Strasburg and Roark pitch intrasquad game, Scherzer bullpen set

WEST PALM BEACH, Fla. - The rules were loosely defined, there were no umpires and players from both sides were wearing the same white uniforms, but the Nationals’ intrasquad game today nonetheless offered an opportunity for everyone to progress beyond the simple workouts that had previously constituted spring training.

The game, really more of a glorified scrimmage, lasted seven innings. None of the regular position players participated, but Stephen Strasburg and Tanner Roark started on the mound for the dueling teams, and several others who are competing for spots on the opening day saw action.

“It was necessary for the pitchers,” manager Dusty Baker said. “We usually would have done it (Friday), the day before you start the (official) games. But we decided to do it, get our pitching lined up. And in case something happened, we wanted to get the soreness out before we started playing. ... The guys looked pretty good. As usual, the pitchers were ahead of the position players. The thing that I was impressed with was how our pitchers threw strikes. That’s the thing you want to see at this time of year.”
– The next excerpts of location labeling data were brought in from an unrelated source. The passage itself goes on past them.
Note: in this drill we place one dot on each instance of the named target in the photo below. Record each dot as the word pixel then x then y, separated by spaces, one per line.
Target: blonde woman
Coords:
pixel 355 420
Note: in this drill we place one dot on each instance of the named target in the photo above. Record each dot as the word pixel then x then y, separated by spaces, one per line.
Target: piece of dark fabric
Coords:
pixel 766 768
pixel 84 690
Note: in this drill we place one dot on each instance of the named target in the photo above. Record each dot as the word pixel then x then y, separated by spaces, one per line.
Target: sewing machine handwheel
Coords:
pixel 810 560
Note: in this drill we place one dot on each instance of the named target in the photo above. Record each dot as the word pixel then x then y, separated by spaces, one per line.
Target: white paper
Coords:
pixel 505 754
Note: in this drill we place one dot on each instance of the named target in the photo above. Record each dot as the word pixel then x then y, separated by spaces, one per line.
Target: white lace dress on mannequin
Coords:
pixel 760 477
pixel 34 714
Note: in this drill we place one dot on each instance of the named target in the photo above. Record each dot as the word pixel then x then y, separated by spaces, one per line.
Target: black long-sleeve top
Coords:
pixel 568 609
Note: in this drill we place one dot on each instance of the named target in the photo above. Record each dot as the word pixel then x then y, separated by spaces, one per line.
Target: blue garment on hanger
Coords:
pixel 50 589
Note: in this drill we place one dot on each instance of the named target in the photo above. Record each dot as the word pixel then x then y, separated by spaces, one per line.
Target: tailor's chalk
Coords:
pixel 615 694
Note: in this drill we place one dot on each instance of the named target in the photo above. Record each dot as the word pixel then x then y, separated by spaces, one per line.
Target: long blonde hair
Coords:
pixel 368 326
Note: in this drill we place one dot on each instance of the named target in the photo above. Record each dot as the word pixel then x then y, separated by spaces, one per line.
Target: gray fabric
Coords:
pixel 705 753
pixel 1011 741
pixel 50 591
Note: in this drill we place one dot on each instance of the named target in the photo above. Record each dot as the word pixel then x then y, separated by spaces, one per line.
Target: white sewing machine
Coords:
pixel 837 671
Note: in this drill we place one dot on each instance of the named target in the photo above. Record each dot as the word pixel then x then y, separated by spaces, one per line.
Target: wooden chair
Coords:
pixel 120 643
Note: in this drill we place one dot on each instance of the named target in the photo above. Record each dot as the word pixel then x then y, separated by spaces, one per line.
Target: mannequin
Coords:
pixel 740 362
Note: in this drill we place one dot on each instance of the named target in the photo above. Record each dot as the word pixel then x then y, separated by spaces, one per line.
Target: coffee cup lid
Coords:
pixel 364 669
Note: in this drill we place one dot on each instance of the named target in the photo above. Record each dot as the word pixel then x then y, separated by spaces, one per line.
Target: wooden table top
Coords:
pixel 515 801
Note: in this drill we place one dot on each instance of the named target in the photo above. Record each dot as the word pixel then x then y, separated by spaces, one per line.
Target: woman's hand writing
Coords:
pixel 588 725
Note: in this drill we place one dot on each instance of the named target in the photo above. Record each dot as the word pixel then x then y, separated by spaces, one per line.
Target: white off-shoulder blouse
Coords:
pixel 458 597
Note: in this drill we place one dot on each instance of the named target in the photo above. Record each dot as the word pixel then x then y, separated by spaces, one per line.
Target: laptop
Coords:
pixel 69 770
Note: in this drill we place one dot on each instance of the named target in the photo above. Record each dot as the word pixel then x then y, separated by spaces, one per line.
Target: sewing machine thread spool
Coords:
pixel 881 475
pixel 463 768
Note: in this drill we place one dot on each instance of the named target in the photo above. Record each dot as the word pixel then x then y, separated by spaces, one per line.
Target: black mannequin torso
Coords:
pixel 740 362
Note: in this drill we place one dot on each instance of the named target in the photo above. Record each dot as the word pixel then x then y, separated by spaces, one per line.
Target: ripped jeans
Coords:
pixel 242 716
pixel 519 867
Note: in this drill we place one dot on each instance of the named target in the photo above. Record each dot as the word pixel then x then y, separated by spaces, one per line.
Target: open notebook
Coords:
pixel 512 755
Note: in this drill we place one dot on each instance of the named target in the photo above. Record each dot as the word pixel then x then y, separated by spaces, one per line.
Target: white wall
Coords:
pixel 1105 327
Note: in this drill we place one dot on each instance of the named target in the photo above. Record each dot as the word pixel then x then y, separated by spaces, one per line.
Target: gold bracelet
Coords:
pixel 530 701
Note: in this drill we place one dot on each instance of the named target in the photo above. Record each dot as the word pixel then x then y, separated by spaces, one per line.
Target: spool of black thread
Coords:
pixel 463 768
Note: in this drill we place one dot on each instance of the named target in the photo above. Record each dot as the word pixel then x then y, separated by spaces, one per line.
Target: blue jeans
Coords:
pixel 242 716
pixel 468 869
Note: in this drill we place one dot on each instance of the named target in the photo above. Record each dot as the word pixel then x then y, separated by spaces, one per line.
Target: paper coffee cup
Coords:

Tanner-Roark-throw-white-sidebar.jpgPerhaps nobody was better at that than Roark, who cruised through his two scoreless innings of work. The lone blemishes: an infield single by top prospect Victor Robles and a walk to Matt Skole. Roark, though, retired the side in his second inning, striking out Neftali Soto and Grant Green.

“And I still felt like I can do more,” the right-hander said. “Been throwing a lot earlier this year since (I’m pitching in the World Baseball Classic), so that was good. And it feels good. Body feels good, arm feels great. Like I said, I feel like I could go longer.”

Strasburg wasn’t as sharp as Roark, needing 23 pitches to face only four batters before pitching coach Mike Maddux called the bottom of the first to an end before three outs were recorded. Strasburg wasn’t particularly helped by his defense, though: Two errors (one by second baseman Corban Joseph, one by catcher Jhonatan Solano) set the stage for Brian Goodwin’s bloop RBI single to right.

Strasburg also pitched exclusively out of the stretch, which Maddux said was done so his delivery to the plate would be quicker. Regardless of the results, the pitching coach had one major takeaway from the outing.

“I was happy with what I saw, and that was seeing Stras on the bump,” Maddux said. “A little rusty, but the stuff was there. Threw some nice curveballs. Changeup was first-game-of-spring-training type. It wasn’t the one he’s accustomed to throwing. But it was good to see him out there. That was the big bonus for me, that Stras went out there and competed well and held his pitch count down.”

This was the first time Strasburg pitched in a game-like situation since he walked off the mound Sept. 7 after suffering a partial tear of the pronator tendon in his elbow. The right-hander has talked about trying to make some adjustments to his between-starts regimen this year in an attempt to keep him fresher through the end of the season, and that process has already begun; he took two days off before pitching today instead of the traditional one day.

All of this is designed to maximize Strasburg’s contributions, which Maddux believes can be immense.

“You know what? Last year he started off 14-0,” the pitching coach said. “World beater. He’s capable of that. You can’t get better than what he was doing. How many players have had that run? Not many. He’s got plus talent. He’s capable of that. He’s capable of doing things that other people can’t.”

Maddux also liked what he saw from Koda Glover, who retired the side during his one inning of relief and also made a nice play on a bunt to his right. The rookie right-hander ended last season with a partially torn labrum in his right hip, but there has been no evidence of any lingering problems this spring.

“Not at all,” Maddux said. “Looked good.”

The Nationals have worked with Glover to elevate his release point, trying to take advantage of his large frame.

“He’s 6-foot-5,” Maddux said. “Let’s pitch like you’re 6-foot-5. Pitch tall. When he joined us last year, he had a lower profile to his delivery. We’re trying to add a little higher profile.”

This was the lone intrasquad game the Nationals will hold this spring. They’re scheduled to conduct a light workout Friday, then open Grapefruit League play Saturday against the Mets in Port St. Lucie. Gio González will start that game, with Jeremy Guthrie and Joe Nathan among the relievers to follow. A.J. Cole will start Sunday’s game against the Twins in Fort Myers, with Vance Worley, Erick Fedde and Austin Voth among the relievers making the trip.

Meanwhile, Max Scherzer is slated to throw off a bullpen mound Saturday for the first time this spring, further evidence the stress fracture in his right ring finger is healing.

If everything progresses as planned, Scherzer will build up from bullpen sessions to facing live hitters to pitching in a game within a couple of weeks. With spring training expanded this year to account for the WBC, the club doesn’t feel it needs to rush Scherzer back.

“We do have the extra week this year to pace ourselves, needless to say,” Maddux said. “So Max, if all goes well, he’ll be maybe a start or two behind the other guys.”